If $x$ and $y$ are rational numbers such that : $$(x+y)+(x-2y)\sqrt {2}=2x-y+(x-y-1)\sqrt {6}$$ then which of the following is true?
A) $\;x=1$, $y=1$
B) $\;x=2$, $y=1$
C) $\;x=5$, $y=1$
D) $\;x$ and $y$ can take infinitely many values.
Given: $$(x+y)+(x-2y)\sqrt {2} = (2x-y)+(x-y-1)\sqrt {6}$$ $$x+y-2x+y+(x-2y) \sqrt {2}=(x-y-1)\sqrt {6}$$ $$(x-2y)\sqrt {2} - (x-2y)=(x-y-1)\sqrt {6}$$ $$(x-2y)(\sqrt {2} -1)=(x-y-1)\sqrt {6}$$ Only the values at option B satisfies the equation. I just did that by hit and trial. Is there any elaboration on that?

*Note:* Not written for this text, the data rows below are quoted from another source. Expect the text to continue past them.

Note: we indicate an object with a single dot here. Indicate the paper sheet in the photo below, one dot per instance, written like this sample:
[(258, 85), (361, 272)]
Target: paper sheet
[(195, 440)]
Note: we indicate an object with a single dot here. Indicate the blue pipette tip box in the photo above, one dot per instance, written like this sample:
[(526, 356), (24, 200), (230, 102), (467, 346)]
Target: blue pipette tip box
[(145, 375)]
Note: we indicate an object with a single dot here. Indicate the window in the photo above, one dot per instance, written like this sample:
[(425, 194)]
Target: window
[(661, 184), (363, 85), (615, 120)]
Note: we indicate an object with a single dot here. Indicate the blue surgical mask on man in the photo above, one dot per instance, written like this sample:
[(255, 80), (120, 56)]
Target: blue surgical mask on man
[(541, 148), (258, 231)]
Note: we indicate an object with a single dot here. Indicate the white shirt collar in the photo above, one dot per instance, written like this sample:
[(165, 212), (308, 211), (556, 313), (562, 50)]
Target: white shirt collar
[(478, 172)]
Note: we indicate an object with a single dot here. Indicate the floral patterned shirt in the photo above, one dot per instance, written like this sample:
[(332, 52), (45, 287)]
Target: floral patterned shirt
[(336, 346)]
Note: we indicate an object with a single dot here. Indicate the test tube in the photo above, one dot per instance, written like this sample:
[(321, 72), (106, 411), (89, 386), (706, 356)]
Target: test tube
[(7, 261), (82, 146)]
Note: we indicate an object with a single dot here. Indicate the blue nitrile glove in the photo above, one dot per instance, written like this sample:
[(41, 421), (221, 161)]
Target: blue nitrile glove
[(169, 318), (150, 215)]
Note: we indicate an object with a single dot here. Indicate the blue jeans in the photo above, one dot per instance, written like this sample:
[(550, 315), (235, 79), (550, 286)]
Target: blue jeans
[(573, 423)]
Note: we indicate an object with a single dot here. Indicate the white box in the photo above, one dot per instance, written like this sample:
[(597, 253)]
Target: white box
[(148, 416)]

And why is this down voted?
$$2y-x = \sqrt{2}\Big(2y-x+\sqrt{3}(x-y-1)\Big)\;\;\;\;\;\;/^2$$
$${(2y-x)^2\over 2}+x-2y = \sqrt{3}(x-y-1)$$ If $x-y-1\ne 0$ we have $$\sqrt {3}= \underbrace{{(2y-x)^2\over 2}+x-2y\over x-y-1}_{\in\mathbb{Q}}$$
which is impossible. So $y=x-1$ and $${(2y-x)^2\over 2}+x-2y=0$$
Solve this system and you are done.
Edit: So $(x-2)^2+2x-4x+4=0$ so $x^2-6x+8=0$ So $x=2$ (and $y=1$) or $x=4$ and ($y=3$). So the answer is $\boxed{B)}$